Gang member reforms after converting to Islam

By Abby Lee April 23, 2010

A former Latino gang member told a story to a group of UH students Tuesday of how converting to Islam saved his life, and he described why Latinos are more likely to convert to Islam.

As part of Islam Awareness Week, the Muslim Student Association welcomed Mujahid Fletcher, who moved to Houston from Colombia at age 8.

Starting in middle school, Fletcher led a troublesome life after he began his own gang based on self-defense.

“If it weren’t for Islam and their rehabilitation of the Islamic lifestyle, I don’t even know if I’d be here today,” he said. “I may be in jail, or I may be dead. I used to have people calling my house and telling my mother at three in the morning that they were going to kill me.”

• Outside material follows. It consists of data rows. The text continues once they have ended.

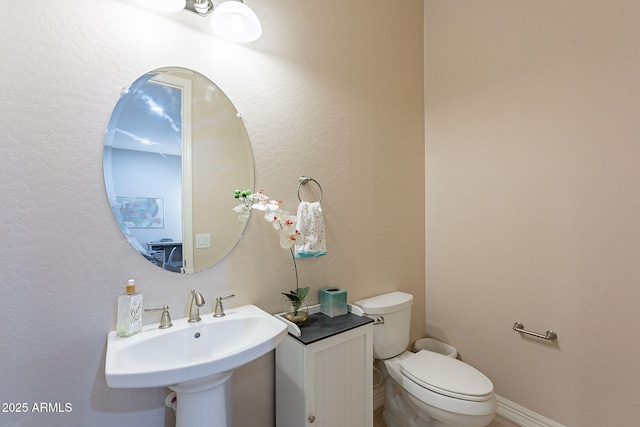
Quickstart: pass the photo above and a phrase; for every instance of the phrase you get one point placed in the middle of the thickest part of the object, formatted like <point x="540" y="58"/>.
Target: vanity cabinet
<point x="324" y="375"/>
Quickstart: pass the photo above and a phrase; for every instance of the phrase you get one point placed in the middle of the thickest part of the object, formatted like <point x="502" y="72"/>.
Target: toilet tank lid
<point x="385" y="303"/>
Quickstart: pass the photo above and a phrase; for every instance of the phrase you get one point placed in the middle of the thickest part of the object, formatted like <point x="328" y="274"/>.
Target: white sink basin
<point x="191" y="351"/>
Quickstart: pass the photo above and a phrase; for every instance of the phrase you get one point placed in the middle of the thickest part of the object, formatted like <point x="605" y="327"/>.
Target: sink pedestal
<point x="202" y="402"/>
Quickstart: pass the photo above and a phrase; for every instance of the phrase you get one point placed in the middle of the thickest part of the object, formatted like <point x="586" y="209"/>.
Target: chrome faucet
<point x="197" y="300"/>
<point x="219" y="311"/>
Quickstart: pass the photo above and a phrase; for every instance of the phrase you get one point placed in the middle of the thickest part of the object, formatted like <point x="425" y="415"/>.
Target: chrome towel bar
<point x="549" y="335"/>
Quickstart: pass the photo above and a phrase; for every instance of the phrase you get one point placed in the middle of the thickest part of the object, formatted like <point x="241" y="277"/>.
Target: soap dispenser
<point x="129" y="311"/>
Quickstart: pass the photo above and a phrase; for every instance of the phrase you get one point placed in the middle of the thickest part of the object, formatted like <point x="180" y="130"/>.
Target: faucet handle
<point x="165" y="319"/>
<point x="219" y="311"/>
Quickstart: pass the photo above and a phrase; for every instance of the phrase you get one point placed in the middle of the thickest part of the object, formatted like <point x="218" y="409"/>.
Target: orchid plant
<point x="284" y="223"/>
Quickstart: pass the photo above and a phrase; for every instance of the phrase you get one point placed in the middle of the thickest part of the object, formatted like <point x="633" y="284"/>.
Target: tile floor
<point x="497" y="421"/>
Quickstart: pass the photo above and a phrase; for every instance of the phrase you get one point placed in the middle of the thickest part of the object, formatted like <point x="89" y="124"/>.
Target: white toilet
<point x="424" y="389"/>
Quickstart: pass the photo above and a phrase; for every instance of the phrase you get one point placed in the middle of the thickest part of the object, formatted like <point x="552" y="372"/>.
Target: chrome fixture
<point x="219" y="311"/>
<point x="231" y="20"/>
<point x="549" y="335"/>
<point x="197" y="300"/>
<point x="165" y="319"/>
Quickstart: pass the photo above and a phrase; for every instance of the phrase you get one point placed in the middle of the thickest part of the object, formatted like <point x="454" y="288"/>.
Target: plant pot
<point x="298" y="313"/>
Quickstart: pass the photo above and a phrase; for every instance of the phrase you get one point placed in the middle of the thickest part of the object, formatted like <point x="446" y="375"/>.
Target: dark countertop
<point x="319" y="326"/>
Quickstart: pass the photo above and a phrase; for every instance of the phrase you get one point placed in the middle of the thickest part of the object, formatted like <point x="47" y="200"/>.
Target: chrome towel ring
<point x="303" y="181"/>
<point x="549" y="335"/>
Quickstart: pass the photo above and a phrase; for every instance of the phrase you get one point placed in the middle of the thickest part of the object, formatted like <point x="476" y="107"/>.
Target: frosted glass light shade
<point x="236" y="22"/>
<point x="164" y="5"/>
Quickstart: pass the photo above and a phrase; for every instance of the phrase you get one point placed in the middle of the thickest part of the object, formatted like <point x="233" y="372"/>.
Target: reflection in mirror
<point x="174" y="150"/>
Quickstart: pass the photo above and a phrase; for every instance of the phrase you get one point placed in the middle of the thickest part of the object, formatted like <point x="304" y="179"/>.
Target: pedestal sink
<point x="193" y="359"/>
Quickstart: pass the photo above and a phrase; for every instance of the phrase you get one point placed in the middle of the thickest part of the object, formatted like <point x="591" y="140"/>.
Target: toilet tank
<point x="391" y="337"/>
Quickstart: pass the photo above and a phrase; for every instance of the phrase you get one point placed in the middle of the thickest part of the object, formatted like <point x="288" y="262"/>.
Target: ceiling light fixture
<point x="231" y="20"/>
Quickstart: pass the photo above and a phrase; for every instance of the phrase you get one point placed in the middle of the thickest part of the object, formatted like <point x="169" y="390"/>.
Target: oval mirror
<point x="174" y="152"/>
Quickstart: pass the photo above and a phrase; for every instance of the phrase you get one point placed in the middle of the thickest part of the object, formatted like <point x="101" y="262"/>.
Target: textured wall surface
<point x="532" y="171"/>
<point x="333" y="90"/>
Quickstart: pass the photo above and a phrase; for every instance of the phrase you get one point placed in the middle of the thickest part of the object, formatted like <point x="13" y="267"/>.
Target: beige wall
<point x="532" y="178"/>
<point x="333" y="90"/>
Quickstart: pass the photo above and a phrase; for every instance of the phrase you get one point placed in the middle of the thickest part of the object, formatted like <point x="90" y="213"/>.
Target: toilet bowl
<point x="424" y="389"/>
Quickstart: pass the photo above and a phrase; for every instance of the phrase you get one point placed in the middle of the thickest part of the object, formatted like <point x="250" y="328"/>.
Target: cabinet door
<point x="339" y="380"/>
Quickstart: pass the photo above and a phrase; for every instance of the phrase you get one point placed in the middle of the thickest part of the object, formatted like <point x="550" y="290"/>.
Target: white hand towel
<point x="311" y="226"/>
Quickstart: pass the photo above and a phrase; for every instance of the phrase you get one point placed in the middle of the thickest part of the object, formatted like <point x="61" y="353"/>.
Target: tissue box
<point x="333" y="301"/>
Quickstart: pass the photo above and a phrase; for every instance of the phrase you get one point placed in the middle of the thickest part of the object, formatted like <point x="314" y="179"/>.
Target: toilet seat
<point x="447" y="376"/>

Mujahid said that these phone calls came when he was between 13 and 16 years old.

Believing Fletcher’s future was in peril, his mother sent him to school in Colombia. Surrounded by a different group of people, Fletcher excelled in school. When he returned to Houston years later, he longed for the slower pace of life in Colombia.

However, he soon began to fall into the same habits that got him in trouble many times before. He knew it was time for a change.

After many years of living a fast-paced life, Fletcher began reading about Kabbalah and Buddhism and even his own religion, Catholicism, but he said he found “holes” in them. With his father’s encouragement, he began searching for life’s meaning.